Al ladrillo rojo de la Casa Tuduri, un edificio casi centenario en las cocheras de Metro de Madrid, hoy se le llama escombro: en un almacén las sillas de la peluquería para los empleados, en la basura el almanaque que marcaba los días en esa planta baja. La crónica nos trasporta a una época de precios populares para los trabajadores, de cortes en secreto a los tenderos del antiguo mercado, y nos desvela que el encargado solicitó a los responsables del metro un préstamo para levantar el negocio en plena crisis -otra, tiempo ha-, remitiéndose a una curiosa garantía: sus siete secadores y la honestidad de casi 40 años de afeitados. Rebobinen hasta la nostalgia de los protagonistas y desplácense hasta la suya propia: ¿quién se atrevería hoy a pedir un favor mostrando como garantía única su honestidad y su esfuerzo? ¿Qué significan hoy esas palabras, aparte de cartón piedra, qué valen el sudor y la tenacidad? Suenan muy antiguos: igual que el espacio de la peluquería derribada, igual que los modales entre navajas y espuma.
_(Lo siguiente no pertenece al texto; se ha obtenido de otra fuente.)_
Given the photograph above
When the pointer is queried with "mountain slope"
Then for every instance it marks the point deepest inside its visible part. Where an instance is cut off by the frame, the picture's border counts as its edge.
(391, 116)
Suenan a época de casas bajas en grandes ciudades, de dos plantas como mucho, con pequeño jardín y vecinos amables: suena a casas bajas como las que resisten en Fuencarral B, golosas para abandonar los mapas y zambullirse en esa historia en la que han inscrito a la peluquería. No se trata de alquileres ni de contratos, sino del milagro de empadronarse con otros tantos millones de habitantes y guardar en el bolsillo la llave de una casa baja -lo he dicho- con rosales y espacio, de las que incluso empiezan a destruir en ciudades medianas, porque el bloque y el ascensor rentan más. Imagino que en una de esas casas bajas habría organizado reuniones de amigos ese peluquero de Cuatro Caminos, o uno de sus oficiales; y me digo que en esas ocho casas -que aguantan carros, carretas y cartas del IVIMA- en la zona con la que enlazará el Paseo de la Castellana resisten quienes se apellidarían Privilegiados, pero que al fin y al cabo disfrutan de todo aquello que deberíamos reclamar: no un suelo que es el techo de otro, sino un pedazo de tierra, aunque sea en alquiler.

Lo desconocía hasta el sábado, pero echo de menos la honestidad del peluquero de Cuatro Caminos, la utopía de su tesón y la casi fábula de los siete secadores, y lo desconocía hasta el lunes, pero añoro ese cielo de Madrid que cubre las casas de Fuencarral B, y esa vista que mezcla nubes con rascacielos con antenas de los hermanos gigantes que las rodean y con las horas contadas que le marca el reloj del urbanismo descompasado. No había reparado en ninguna de esas historias, apenas me pertenecieron más allá del rato de lectura, pero las he echado de menos, he sentido nostalgia por lo desconocido y por lo de otros, he conducido un tren y he bajado para hablar con los compañeros en Cuatro Caminos, he paseado por el barrio y he cenado al aire libre, y he echado de menos, he echado en falta, tanto no mío, pero sí en cierto modo.